O que tem o sofrer de quem vê um filho escapar-se entre os
dedos, pronto para o mundo, quando por ele, entre rastos de alegria e
felicidade se entrelaçaram os naturais sofrimentos, o muito que por ele se fez,
o esforço, e mesmo assim falta a capacidade de o entregar de mão beijada, mesmo
sabendo bem ser essa a lei natural das coisas.
Mas também sou aquela criança, tão tenro de idade a sentir
sensações nos almanaques do Tio Patinhas, o Donald, o Pateta, a Mónica, a
Mafalda, o Cebolinha e o Cascão, as aventuras de Asterix e Obelix e as
sensações desse tempo as lágrimas e as saudades de hoje. Ordem cronológica
nesses livros aos quadradinhos? Não há ordem cronológica nas saudades.

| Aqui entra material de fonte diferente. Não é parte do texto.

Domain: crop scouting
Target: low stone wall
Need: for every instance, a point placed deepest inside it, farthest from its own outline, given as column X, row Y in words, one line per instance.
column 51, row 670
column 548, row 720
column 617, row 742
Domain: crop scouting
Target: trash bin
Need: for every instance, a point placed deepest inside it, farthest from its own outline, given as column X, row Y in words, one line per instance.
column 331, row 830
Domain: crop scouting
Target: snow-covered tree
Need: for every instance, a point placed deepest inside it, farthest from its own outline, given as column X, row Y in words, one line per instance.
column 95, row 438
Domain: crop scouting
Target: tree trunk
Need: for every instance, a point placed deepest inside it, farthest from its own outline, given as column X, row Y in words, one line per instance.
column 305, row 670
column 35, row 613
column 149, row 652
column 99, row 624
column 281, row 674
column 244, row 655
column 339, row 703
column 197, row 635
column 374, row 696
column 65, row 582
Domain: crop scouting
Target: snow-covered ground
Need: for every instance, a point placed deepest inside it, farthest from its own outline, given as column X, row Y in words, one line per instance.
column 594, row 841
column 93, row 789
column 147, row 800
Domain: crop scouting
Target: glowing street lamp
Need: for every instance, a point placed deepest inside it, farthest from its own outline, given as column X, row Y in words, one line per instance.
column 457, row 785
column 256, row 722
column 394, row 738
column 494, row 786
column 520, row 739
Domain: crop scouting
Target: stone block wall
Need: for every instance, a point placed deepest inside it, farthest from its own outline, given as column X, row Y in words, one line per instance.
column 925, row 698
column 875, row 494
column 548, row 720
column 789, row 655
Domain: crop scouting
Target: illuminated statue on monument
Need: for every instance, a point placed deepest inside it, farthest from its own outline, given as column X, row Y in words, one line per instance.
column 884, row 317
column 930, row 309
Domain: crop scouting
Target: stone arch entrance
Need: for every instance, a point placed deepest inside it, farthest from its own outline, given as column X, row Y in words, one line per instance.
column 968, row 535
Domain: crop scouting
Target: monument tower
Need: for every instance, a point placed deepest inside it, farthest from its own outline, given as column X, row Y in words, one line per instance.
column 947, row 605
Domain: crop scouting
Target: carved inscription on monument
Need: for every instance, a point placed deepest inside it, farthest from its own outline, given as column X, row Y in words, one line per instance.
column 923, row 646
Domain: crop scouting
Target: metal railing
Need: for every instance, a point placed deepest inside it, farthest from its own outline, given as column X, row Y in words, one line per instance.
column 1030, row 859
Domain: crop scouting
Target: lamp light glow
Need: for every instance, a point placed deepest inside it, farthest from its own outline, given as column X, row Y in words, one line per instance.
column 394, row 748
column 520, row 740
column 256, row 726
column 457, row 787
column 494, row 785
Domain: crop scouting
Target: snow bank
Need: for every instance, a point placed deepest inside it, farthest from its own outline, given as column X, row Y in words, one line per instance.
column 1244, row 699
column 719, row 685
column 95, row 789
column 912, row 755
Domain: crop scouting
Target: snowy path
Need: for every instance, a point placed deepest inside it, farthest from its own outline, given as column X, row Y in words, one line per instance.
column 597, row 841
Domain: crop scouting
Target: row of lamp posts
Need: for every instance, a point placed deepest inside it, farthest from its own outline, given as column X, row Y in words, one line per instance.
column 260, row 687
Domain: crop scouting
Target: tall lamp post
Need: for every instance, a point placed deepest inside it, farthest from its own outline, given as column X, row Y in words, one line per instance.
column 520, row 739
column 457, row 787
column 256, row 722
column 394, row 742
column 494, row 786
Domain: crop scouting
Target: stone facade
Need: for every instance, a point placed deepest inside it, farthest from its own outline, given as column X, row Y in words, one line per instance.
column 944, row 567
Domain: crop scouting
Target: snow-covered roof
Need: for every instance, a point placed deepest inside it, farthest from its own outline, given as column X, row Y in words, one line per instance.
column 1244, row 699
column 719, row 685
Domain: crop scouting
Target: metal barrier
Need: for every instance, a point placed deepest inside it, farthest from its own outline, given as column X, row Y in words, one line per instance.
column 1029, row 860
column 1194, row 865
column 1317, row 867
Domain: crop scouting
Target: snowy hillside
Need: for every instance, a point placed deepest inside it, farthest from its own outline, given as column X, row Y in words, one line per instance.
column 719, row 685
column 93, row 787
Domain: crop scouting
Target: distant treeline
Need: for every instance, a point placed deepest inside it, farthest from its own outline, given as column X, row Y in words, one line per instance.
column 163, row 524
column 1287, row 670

Sou essa mesma criança que brincava na terra, que emanava o
seu cheiro de poeira assentada com as gotículas da chuva, com o aroma que se
espalhava pelo ar que nesse tempo respirei e agora recordo como um bem
precioso.
Sou o herói dos filmes de Índios e Cowboys, o que sente ainda
o cheiro dos eucaliptos, do mato e do feno dos montes, do chilrear dos passarinhos,
da sombra fresca que as árvores e os eucaliptos ocultaram do sol em dias
escaldantes. Sou a água cristalina que corre pelos montes abaixo, mas que
sempre vai batendo contra as pedras e os obstáculos que não são nem assim
capazes de a parar.
E sou a voz, que ainda hoje ouço nitidamente dentro de mim,
os gestos e as pequenas manias daqueles que em tempos idos foram os amigos que
me fizeram crer… que eu quis acreditar serem pra vida, e hoje continuam
gravadas nas memórias, que mais vezes do que eu mesmo assim o espero, deles
continuo a ter. E deles sou também a vítima que o tempo e a vida devorou,
porque nada é o que se pensava, nesses tempos, que viesse a ser, e nem sempre,
como agora, nos lembramos verdadeiramente o que somos.

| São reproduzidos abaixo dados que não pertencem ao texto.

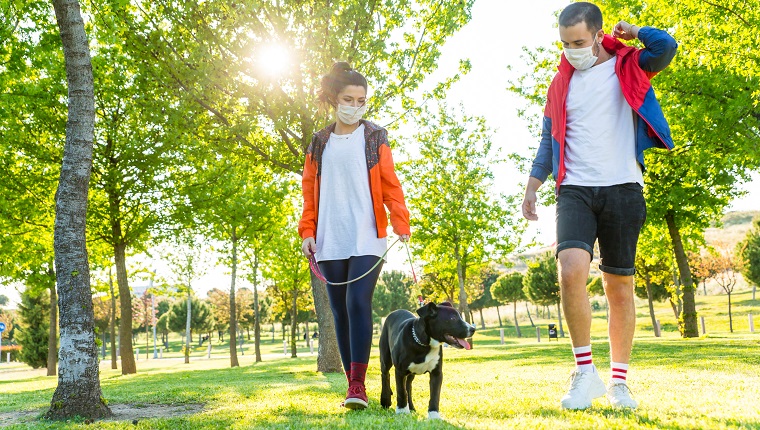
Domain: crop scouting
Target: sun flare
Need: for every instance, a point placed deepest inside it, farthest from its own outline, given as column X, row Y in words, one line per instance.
column 273, row 59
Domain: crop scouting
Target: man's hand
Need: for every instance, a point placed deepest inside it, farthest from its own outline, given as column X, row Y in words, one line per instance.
column 308, row 247
column 529, row 202
column 625, row 31
column 529, row 206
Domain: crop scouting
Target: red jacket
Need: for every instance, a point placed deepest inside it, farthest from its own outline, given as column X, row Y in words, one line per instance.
column 634, row 68
column 384, row 186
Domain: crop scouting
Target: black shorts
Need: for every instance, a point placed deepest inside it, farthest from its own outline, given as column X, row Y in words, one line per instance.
column 614, row 215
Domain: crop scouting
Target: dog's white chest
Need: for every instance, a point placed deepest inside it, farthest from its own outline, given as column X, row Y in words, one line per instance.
column 431, row 359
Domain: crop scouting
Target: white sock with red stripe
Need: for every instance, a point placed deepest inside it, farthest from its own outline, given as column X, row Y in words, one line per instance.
column 619, row 373
column 583, row 360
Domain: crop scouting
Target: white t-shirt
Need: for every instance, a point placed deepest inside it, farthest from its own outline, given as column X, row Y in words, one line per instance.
column 600, row 140
column 346, row 226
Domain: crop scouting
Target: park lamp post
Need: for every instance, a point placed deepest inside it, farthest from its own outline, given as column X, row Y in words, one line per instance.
column 153, row 312
column 2, row 329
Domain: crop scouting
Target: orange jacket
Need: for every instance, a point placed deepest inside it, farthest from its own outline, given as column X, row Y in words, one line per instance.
column 384, row 186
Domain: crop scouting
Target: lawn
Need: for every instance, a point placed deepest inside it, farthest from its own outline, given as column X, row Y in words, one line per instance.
column 710, row 382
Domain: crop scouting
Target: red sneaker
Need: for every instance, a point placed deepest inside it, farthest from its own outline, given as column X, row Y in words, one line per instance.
column 356, row 398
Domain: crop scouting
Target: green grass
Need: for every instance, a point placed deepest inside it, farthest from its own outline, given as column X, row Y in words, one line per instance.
column 710, row 382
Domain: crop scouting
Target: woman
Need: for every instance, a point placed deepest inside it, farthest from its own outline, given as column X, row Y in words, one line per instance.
column 348, row 177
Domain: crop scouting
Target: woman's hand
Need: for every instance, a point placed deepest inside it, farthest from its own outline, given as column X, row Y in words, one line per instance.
column 309, row 247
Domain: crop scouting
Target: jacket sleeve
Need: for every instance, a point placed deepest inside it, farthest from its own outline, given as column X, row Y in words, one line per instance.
column 542, row 164
column 393, row 195
column 307, row 226
column 660, row 48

Sou aquele tipo dos pequenos gestos, dos momentos
silenciosamente barulhentos, das atitudes que por esses momentos passam
despercebidas, e que poucos veem.
E continuo a ser a ovelha perdida, no rebanho de Deus, à
procura de encontrar o seu caminho de volta, sempre com a esperança de que o
Pastor, mesmo que distraído por vezes, saiba melhor do que ninguém que o
caminho, por longínquo que possa parecer, só tem um único destino.
E não fossem estas as palavras do grande poeta Acácio, com a
sua inteligência bruta, a puta é filha da vida, e a vida é filha da puta.